The Mediterranean country’s plight is being watched closely here in the US. Italy is the first test of how a Western economy will bear the pain of an almost-total shutdown, which might hit many others soon. (In the US, normal life is only just beginning to change. Schools are closing in Seattle, university classes are going online, a suburban city near New York is isolated and “March Madness” college basketball games tip off in empty arenas).

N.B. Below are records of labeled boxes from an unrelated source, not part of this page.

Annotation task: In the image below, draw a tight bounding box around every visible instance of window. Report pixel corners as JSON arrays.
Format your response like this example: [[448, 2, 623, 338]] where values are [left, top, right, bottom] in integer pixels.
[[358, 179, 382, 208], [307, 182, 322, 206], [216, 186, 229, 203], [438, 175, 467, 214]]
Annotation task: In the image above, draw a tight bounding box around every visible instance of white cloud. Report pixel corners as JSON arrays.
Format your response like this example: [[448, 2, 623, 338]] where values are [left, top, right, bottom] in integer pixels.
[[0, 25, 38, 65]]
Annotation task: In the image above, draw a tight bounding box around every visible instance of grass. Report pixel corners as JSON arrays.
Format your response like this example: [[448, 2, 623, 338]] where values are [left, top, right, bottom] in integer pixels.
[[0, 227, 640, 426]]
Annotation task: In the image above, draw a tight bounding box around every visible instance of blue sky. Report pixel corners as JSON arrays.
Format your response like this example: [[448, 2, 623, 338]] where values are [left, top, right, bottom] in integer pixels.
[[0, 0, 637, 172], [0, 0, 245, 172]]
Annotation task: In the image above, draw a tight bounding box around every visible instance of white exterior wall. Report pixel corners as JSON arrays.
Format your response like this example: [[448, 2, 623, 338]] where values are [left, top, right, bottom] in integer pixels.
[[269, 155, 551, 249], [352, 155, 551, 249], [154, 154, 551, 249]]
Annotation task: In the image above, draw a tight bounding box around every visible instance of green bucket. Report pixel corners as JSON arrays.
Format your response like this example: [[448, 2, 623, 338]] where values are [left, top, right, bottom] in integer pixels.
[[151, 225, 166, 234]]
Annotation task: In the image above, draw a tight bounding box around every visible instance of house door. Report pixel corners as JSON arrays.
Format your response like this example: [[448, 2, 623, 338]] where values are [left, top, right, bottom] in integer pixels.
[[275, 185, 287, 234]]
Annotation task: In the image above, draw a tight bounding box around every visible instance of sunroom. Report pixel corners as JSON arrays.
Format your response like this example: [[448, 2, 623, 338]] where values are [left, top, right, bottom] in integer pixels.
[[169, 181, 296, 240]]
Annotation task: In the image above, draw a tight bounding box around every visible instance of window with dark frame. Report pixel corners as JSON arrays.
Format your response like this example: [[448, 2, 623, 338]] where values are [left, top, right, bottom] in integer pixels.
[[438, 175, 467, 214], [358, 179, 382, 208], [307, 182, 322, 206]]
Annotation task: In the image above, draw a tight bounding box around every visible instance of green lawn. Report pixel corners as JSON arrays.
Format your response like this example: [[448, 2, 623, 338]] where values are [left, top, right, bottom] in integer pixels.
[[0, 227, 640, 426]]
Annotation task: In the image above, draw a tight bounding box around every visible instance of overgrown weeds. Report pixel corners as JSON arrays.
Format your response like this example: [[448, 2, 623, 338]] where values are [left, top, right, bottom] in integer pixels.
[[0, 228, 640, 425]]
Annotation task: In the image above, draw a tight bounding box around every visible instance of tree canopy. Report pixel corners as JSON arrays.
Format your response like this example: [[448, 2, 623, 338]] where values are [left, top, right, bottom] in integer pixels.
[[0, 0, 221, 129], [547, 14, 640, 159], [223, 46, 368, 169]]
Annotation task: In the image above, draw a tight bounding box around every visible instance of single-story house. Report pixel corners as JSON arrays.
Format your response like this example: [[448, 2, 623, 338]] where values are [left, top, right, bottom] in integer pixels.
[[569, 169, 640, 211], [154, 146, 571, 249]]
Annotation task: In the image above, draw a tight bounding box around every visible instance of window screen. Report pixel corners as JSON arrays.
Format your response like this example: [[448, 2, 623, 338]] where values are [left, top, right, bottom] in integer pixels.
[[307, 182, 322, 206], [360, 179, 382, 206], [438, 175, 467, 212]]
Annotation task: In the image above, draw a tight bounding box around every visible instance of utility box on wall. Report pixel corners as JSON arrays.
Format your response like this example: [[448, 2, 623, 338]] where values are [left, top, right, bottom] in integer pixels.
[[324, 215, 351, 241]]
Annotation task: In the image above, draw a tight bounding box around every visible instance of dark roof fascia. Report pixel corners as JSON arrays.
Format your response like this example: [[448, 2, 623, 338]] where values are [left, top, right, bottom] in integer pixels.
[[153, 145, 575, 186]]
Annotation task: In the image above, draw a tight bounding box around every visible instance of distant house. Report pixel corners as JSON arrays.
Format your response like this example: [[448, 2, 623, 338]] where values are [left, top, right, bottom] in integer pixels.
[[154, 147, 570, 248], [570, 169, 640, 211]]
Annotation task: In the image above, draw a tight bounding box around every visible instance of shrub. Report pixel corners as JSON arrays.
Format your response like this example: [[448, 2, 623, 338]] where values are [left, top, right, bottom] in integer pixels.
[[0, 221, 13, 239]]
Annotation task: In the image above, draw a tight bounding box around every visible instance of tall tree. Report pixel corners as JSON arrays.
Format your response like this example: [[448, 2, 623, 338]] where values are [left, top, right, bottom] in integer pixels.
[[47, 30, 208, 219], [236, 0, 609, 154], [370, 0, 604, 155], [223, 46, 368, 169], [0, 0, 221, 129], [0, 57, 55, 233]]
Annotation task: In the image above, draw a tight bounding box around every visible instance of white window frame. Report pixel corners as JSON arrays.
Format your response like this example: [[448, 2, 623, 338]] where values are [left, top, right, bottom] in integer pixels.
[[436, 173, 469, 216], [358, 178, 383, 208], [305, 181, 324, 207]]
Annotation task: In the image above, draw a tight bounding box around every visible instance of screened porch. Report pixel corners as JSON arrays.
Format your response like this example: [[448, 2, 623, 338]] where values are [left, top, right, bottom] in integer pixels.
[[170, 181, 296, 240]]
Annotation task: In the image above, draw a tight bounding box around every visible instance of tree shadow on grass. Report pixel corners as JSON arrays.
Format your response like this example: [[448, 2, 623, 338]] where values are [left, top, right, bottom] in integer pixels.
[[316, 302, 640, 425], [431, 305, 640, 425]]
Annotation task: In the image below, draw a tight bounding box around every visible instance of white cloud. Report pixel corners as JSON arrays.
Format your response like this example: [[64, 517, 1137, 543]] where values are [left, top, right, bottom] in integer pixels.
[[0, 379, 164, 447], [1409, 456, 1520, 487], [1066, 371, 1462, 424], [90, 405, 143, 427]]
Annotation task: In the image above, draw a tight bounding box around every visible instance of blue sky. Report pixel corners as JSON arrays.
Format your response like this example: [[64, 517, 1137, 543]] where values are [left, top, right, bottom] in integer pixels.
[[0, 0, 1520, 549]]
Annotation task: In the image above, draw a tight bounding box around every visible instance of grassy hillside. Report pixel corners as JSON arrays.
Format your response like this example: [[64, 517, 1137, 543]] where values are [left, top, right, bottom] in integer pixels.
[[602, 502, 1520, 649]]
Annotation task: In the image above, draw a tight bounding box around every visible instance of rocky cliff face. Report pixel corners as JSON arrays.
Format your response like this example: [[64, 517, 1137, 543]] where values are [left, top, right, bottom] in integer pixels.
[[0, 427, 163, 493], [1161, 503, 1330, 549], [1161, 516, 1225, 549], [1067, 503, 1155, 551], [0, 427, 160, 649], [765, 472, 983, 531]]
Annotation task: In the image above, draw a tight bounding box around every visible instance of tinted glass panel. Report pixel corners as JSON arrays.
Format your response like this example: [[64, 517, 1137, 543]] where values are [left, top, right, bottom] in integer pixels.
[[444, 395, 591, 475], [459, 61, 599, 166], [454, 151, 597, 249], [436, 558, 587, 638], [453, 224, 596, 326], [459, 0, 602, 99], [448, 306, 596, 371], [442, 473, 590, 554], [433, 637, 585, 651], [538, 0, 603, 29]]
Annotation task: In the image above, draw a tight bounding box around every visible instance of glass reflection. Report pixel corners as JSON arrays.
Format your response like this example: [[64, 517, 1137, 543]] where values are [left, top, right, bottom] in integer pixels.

Former Italian Prime Minister Matteo Renzi told CNN’s Christiane Amanpour that while it is taking extreme measures now, Italy was paying for mistakes made only days earlier. “Please, to my friends of the other European countries – and let me be very clear – all the American guys: Please don’t make the same mistakes of under-evaluation of the risk,” Renzi said. But a scattershot response to the pandemic by the Trump administration suggests his message has not been received in Washington yet.

In coming days, the world will continue to watch Italy for clues to just how dark this crisis will get. But once the pandemic peaks, it will have another, more familiar role: showing how long it takes to recover, leading the world forward once again.

‘I don’t know what’s worse’

“I don’t know what’s worse: the idea of having the virus or the economic outbreak that we will all be exposed to. I’ve lost all my jobs in the last month. It’s pretty depressing for a freelancer,” photographer Marina Rosso tells Meanwhile from the northern Italian city of Udine. “Everybody I know is calculating how many months they can afford to live.” With no work and a strict lockdown, she says all she has left is chores. “I’ve decided to do all the stuff I never wanted to before, such as paperwork, sewing, washing all the woven cardigans, repotting plants.”

Assigning blame

‘Two months to respond’

After pointing blame at Barack Obama and US Democrats for America’s coronavirus crisis, the Trump administration is turning its finger toward China. Trump’s national security adviser, Robert O’Brien, blasted the Chinese government on Wednesday for its initially slow response to the coronavirus outbreak in Wuhan, saying Beijing “covered up” the outbreak and “probably” cost the world “two months to respond.” The US government faces fierce criticism at home for its own halting response and lack of testing equipment.

‘You know who you are’

“WHO has been assessing this outbreak around the clock and we are deeply concerned both by the alarming levels of spread and severity, and by the alarming levels of inaction,” WHO Director-General Tedros Adhanom Ghebreyesus said during a press briefing Wednesday when he said the novel coronavirus outbreak is a pandemic. Later, when asked which countries were not doing enough to stop the coronavirus, Dr. Mike Ryan, executive director of the World Health Organization’s Health Emergencies Programme, declined to name specific countries. “The answer to that question is you know who you are,” Ryan said.